Какъ птицы очковой змѣей, очарованы,
Поднять мы не смѣемъ измученныхъ рукъ,
И, двое, желѣзами давними скованы,
Мы сносимъ покорно медлительность мукъ.
Всегда предо мною улыбка поблекшая
Когда-то горѣвшихъ, какъ пурпуромъ, губъ.
Ты никнешь въ оковахъ, сестра изнемогшая,
И я неподвиженъ, какъ брошенный трупъ.
Привстать бы, сорвать бы оковы желѣзныя,
И кольца и цѣпи! и вольными вновь
Бѣжать въ дали синія, въ сумерки звѣздныя,
Гдѣ ставитъ алтарь свой межъ сосенъ Любовь!
Со смѣхомъ упасть тамъ на мхи потемнѣвшія,
Объятья святыя, какъ дѣтямъ, сплести, —
Забыть эти муки, какъ сны отлетѣвшіе,
Какъ камни на прежнемъ, пройденномъ пути!

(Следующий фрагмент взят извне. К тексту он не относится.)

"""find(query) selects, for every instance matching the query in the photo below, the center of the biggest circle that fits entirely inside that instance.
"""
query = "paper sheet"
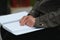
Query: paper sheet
(11, 24)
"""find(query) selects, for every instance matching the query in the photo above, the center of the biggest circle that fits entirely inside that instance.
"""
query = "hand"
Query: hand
(28, 20)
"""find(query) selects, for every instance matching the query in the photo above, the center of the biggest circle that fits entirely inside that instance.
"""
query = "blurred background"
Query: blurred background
(21, 5)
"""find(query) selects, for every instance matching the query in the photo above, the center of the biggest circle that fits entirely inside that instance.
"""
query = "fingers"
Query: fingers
(23, 20)
(29, 23)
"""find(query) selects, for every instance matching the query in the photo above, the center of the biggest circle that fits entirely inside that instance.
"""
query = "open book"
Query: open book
(11, 23)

Как птицы очковой змеей очарованы,
Поднять мы не смеем измученных рук,
И, двое, железами давними скованы,
Мы сносим покорно медлительность мук.
Всегда предо мною улыбка поблекшая
Когда-то горевших, как пурпуром, губ.
Ты никнешь в оковах, сестра изнемогшая,
И я неподвижен, как брошенный труп.
Привстать бы, сорвать бы оковы железные,
И кольца и цепи! и вольными вновь
Бежать в дали синие, в сумерки звездные,
Где ставит алтарь свой меж сосен Любовь!
Со смехом упасть там на мхи потемневшие,
Объятья святые, как детям, сплести, —
Забыть эти муки, как сны отлетевшие,
Как камни на прежнем, пройденном пути!